Here is a recursive implementation of the Subset sum problem:
using System;
namespace Exercise
{
class SubsetSum
{
static void Main(string[] args)
{
set = new int[] { 2, 3, 1, -1};
PrintSet(set, "Initial Set.");
sum = 4;
Console.WriteLine("Wanted sum = {0}", sum);
FindSubsetSum();
}
//-------------------------------------------------------------
static int[] set;
static int[] subSetIndexes;
static int sum;
static int numberOfSubsetSums;
//------------------------------------------------------------
/*
Method: FindSubsetSum()
*/
private static void FindSubsetSum()
{
numberOfSubsetSums = 0;
int numberOfElements = set.Length;
FindPowerSet(numberOfElements);
}
//-------------------------------------------------------------
/*
Method: FindPowerSet(int n, int k)
*/
private static void FindPowerSet(int n)
{
// Super set - all sets with size: 0, 1, ..., n - 1
for (int k = 0; k <= n - 1; k++)
{
subSetIndexes = new int[k];
CombinationsNoRepetition(k, 0, n - 1);
}
if (numberOfSubsetSums == 0)
{
Console.WriteLine("No subsets with wanted sum exist.");
}
}
//-------------------------------------------------------------
/*
Method: CombinationsNoRepetition(int k, int iBegin, int iEnd);
*/
private static void CombinationsNoRepetition(int k, int iBegin, int iEnd)
{
if (k == 0)
{
PrintSubSet();
return;
}
for (int i = iBegin; i <= iEnd; i++)
{
subSetIndexes[k - 1] = i;
++iBegin;
CombinationsNoRepetition(k - 1, iBegin, iEnd);
}
}
}
}
Input:
-
Output:
Initial Set.
{2 ,3 ,1 ,-1}
Wanted sum = 4
(1 ,3)
(-1 ,3 ,2)
The algorithm is based on finding the Power set except the trivial empty set of indexes, which is in turn based on finding all the combinationswithout repetition of indexes with size 1, 2,..., n. Then the sets of indexes corresponding to array elements with the wanted sum are printed.

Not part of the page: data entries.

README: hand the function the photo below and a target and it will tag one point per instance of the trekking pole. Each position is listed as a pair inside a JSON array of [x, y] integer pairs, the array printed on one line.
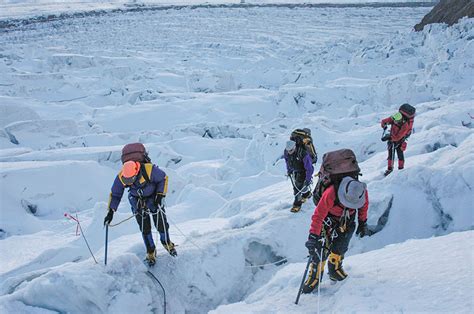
[[302, 281], [106, 241]]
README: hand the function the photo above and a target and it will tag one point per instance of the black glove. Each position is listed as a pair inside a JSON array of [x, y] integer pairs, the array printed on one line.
[[109, 217], [158, 200], [386, 137], [362, 229], [315, 242]]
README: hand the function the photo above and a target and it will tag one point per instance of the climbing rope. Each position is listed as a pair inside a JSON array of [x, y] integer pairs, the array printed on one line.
[[162, 212], [269, 264], [82, 232]]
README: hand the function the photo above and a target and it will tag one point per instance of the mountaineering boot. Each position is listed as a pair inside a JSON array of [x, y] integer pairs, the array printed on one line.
[[295, 208], [389, 168], [335, 270], [315, 274], [306, 197], [170, 248], [151, 258]]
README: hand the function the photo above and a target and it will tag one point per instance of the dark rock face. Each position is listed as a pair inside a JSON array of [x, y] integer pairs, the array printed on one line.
[[447, 11]]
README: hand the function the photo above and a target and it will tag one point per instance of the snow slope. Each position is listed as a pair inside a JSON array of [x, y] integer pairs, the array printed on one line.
[[32, 8], [214, 94]]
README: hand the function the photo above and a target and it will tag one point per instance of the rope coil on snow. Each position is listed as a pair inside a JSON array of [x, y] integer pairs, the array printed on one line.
[[191, 241], [269, 264], [122, 221]]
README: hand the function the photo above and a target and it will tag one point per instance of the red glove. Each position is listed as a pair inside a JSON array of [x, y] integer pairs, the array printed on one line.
[[403, 146]]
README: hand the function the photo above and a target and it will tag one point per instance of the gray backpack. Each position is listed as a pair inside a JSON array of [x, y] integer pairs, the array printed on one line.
[[336, 165]]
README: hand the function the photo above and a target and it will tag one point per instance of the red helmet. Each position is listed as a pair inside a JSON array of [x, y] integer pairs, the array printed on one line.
[[130, 172]]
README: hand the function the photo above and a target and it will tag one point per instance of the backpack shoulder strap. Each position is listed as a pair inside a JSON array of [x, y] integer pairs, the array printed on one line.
[[145, 171]]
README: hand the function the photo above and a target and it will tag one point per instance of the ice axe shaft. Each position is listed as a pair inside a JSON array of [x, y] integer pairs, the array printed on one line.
[[106, 241], [302, 281]]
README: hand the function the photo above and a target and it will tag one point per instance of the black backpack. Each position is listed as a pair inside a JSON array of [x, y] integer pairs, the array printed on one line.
[[303, 140]]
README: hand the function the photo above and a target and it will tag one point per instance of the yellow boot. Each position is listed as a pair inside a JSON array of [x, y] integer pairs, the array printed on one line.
[[335, 270], [315, 274]]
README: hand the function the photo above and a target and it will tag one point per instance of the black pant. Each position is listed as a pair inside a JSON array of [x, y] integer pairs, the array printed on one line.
[[337, 240], [161, 223], [391, 146], [298, 181]]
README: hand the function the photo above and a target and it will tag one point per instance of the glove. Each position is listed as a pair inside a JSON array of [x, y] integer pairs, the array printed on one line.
[[362, 229], [109, 217], [158, 201], [315, 242]]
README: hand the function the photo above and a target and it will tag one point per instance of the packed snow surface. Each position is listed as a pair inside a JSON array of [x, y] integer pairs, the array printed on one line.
[[214, 93]]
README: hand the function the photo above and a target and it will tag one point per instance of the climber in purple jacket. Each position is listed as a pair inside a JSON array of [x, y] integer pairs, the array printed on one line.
[[147, 186], [299, 167]]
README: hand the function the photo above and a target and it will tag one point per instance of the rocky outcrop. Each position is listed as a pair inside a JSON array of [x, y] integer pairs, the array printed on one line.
[[447, 11]]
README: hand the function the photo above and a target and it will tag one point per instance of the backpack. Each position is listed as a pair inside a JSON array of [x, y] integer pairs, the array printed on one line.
[[135, 152], [336, 165], [303, 140]]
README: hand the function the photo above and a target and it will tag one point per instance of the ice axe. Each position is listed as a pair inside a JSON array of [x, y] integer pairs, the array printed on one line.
[[310, 258]]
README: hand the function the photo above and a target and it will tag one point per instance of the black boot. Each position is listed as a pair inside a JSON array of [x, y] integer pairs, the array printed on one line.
[[335, 270], [151, 258], [315, 274], [170, 247]]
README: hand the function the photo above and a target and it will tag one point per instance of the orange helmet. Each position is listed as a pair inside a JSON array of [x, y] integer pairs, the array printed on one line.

Any comments regarding the style and implementation will be appreciated.
Is the complexity of this algorithm 2n, where n - number of elements in the array?
Is there more efficient approach to that problem, probably iteration instead of recursion?
Here are the helper functions:
private static void PrintSubSet()
{
int currentSubsetSum = 0;
// accumulate sum of current subset
for (int i = 0; i < subSetIndexes.Length; i++)
{
currentSubsetSum += set[subSetIndexes[i]];
}
// if wanted sum: print current subset elements
if (currentSubsetSum == sum)
{
++numberOfSubsetSums;
Console.Write("(");
for (int i = 0; i < subSetIndexes.Length; i++)
{
Console.Write(set[subSetIndexes[i]]);
if (i < subSetIndexes.Length - 1)
{
Console.Write(" ,");
}
}
Console.WriteLine(")");
}
}
//-------------------------------------------------------------
private static void PrintSet(int[] arr, string label = "")
{
Console.WriteLine(label);
Console.Write("{");
for (int i = 0; i < arr.Length; i++)
{
Console.Write(arr[i]);
if (i < arr.Length - 1)
{
Console.Write(" ,");
}
}
Console.WriteLine("}");
}
2 Answers 2
My major critique of your code is that you mix up all kinds of concerns all over the place. The code that computes the subsets also does the printing and the counting and all that stuff.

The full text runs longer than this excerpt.